Tortured

Jul 10, 2006 23:53



Why do I do things that torture my spirit?

Why do I look for things that I know will make me upset?

Why can't I just stay content being at peace with God and my body?

Why do I purposely search out for things that will cut me deeper and deeper (metaphorically that is)?

I went to the Eryndor forum today.  I don't know why I did though, because every time I'm there after an absence (i haven't been there in about at month), every thing that I read stirs me up.  I'm not going to post a lot of details because people have asked me not too.  But this is what I'm feeling.

Very hurt by what I do to myself.  I try to find hope where hopelessness lives.  I look at the people in Eryndor (which is the sword fighting club that Mike got me into) and all I see in everyone's lives is hopelessly searching for that next great thrill of being drunk or being laid.  I know inside each of them *somewhere* is a desire to be filled with Christ, but that 's not the picture that I see when I'm looking at them.

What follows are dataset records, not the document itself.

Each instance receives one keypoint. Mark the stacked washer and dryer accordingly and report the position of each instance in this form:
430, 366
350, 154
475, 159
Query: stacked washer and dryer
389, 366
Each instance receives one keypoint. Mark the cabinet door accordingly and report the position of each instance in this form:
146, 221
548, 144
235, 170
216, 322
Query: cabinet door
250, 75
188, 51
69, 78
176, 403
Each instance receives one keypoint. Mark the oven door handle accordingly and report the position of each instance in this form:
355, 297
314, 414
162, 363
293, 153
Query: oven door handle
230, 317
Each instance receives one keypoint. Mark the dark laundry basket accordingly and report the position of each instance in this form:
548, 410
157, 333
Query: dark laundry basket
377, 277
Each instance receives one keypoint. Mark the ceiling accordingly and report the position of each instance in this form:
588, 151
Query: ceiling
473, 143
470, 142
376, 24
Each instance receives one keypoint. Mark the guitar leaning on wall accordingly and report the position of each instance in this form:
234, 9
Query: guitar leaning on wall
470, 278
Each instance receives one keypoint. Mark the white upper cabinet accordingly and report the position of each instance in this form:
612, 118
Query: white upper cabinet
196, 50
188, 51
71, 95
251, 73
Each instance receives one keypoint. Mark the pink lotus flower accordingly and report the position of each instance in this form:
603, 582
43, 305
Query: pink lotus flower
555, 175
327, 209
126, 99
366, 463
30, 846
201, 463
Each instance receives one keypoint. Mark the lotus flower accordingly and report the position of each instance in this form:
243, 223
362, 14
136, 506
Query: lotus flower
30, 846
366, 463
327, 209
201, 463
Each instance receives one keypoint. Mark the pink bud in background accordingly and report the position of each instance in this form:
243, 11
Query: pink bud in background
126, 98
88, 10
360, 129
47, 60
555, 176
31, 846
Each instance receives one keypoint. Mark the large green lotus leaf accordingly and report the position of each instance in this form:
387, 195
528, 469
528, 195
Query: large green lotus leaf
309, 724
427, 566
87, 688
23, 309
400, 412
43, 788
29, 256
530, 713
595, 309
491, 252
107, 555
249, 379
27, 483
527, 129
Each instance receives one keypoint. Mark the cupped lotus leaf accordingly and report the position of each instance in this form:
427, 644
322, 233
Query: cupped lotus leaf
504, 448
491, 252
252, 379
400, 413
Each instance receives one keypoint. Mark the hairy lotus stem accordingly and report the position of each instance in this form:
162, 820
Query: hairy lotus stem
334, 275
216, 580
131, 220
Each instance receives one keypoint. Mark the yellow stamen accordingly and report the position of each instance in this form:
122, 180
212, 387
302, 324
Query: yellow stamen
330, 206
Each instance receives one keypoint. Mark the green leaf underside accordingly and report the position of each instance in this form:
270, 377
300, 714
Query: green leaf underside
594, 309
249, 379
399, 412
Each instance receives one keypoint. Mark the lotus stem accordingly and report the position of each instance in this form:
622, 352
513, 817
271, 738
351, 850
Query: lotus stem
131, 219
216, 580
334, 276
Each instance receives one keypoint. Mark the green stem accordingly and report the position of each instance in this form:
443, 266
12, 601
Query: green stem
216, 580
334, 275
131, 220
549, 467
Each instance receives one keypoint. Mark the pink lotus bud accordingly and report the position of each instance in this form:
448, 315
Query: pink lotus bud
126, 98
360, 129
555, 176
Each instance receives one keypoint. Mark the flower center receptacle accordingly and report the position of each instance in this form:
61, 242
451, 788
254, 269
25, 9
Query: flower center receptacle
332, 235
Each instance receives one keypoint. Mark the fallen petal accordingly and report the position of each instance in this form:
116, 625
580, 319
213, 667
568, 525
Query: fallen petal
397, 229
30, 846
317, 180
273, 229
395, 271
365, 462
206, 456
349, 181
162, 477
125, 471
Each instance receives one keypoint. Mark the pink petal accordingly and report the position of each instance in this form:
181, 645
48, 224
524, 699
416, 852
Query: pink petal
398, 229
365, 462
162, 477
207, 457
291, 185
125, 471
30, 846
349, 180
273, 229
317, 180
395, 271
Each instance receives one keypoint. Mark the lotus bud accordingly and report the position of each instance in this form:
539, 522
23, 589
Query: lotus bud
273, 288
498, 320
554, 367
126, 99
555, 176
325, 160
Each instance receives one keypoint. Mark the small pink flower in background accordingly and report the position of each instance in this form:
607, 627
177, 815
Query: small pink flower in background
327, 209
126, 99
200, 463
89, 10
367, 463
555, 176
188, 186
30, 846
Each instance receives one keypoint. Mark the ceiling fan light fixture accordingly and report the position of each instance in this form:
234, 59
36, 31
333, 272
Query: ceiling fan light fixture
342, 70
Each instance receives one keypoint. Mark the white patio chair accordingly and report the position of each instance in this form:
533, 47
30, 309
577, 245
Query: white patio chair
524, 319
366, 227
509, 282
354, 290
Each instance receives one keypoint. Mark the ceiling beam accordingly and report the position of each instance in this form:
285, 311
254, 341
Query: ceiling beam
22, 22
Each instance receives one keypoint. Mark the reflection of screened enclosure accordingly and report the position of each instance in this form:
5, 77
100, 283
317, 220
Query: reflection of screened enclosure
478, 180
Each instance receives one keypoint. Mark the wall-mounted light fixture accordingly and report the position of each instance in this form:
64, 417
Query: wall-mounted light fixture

Forgive me for reading too much into what is said in the privacy of the internet, but certain things, just the way they hit me, rub me the wrong way.  Silk screened panties *just to throw that out there* makes me second guess a lot of things that I probably shouldn’t.

I'm learning through my own mistakes how what I do and what I say hurts other people.  The last thing that I want when I'm standing before The Judgment Seat of Christ is for him to rebuke me for being careless with my words.

Some where, the Bible states that life and death flows from my mouth.  Everything that I say is either creating life in someone or killing them.  If I look to Mike in my flesh and say hurtful things, I'm firing arrows of hurt at him and am hitting him flawlessly.  But if in my spirit I speak encouraging things to him, I'll deflect the arrows that the enemy is firing.

What am I trying to say with all of this?  Personally you all can hold me accountable to the things that come out of my mouth.  I want to speak life into my brothers and sisters, but death sneaks in there some times.  Preemptively I apologize for the death that I will undoubtedly speak into your lives, but know that behind that death is a man who truly desires to fill his body with life.